As the size of an empty room increases, the aliasing of the observed sensory sequences increase in the center of the room. This results in CSCG being not be able to learn a perfect graph — the graph quality will be degraded in the middle of the room in the sense that it will not resolve many of the aliased sensations into different clones. The degraded graph is still useful, but will have ‘lower resolution’ in the center. If you plot the place fields of the clones in the middle, just like how we did earlier, they will show an expanded field compared to the neurons that represent the corner or the periphery. In the periphery, aliasing will be elongated along the edge where identical observations happen, resulting in elongated place fields.
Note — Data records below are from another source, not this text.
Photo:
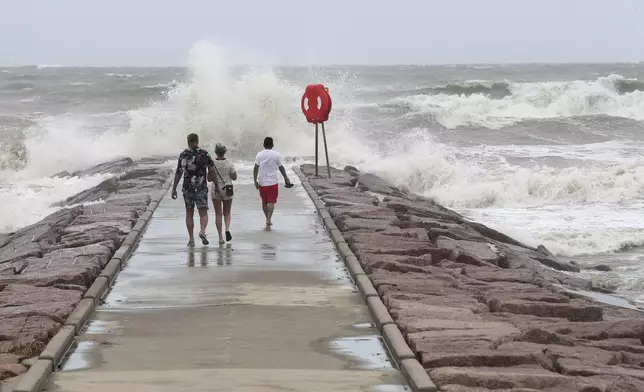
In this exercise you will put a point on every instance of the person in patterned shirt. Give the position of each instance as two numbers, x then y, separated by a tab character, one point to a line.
197	168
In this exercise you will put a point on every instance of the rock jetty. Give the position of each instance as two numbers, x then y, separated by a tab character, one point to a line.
45	268
481	311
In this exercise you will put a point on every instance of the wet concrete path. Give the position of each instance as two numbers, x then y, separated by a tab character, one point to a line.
269	311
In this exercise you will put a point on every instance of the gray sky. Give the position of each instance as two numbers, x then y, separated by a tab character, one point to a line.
300	32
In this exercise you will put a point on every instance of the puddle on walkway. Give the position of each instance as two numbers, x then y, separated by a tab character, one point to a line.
390	388
80	356
367	352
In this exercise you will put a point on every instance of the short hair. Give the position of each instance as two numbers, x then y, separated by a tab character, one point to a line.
193	138
220	149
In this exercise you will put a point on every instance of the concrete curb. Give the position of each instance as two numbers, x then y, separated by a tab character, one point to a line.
111	270
57	347
396	344
97	290
37	375
417	376
379	312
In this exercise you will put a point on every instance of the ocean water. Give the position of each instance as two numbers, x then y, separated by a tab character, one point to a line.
548	153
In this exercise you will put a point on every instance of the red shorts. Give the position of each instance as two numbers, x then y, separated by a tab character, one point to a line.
268	194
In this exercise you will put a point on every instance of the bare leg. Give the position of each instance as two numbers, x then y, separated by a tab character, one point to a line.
270	207
227	207
203	215
218	214
190	223
228	204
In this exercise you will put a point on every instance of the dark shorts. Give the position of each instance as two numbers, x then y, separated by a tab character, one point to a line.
268	194
197	198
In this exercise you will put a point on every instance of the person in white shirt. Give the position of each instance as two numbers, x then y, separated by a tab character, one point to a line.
268	164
A similar thing happens when two identical rooms are connected by an undifferentiated corridor. Learning often doesn’t recover the two rooms then, recovering only a graph like the one shown above. This will cause the place field to repeat in the identical rooms, in same relative positions.

Place field repetition in two identical rooms, and place field expansion in the center of an empty room happen for the same reason. Imperfect learning that result in aliased latent graphs. Expansion is same as repetition, just happening locally.

CSCG schemas for structure transfer

Although we didn’t cover this in detail in our paper, it is worth knowing how CSCG latent graphs can be used as schemas.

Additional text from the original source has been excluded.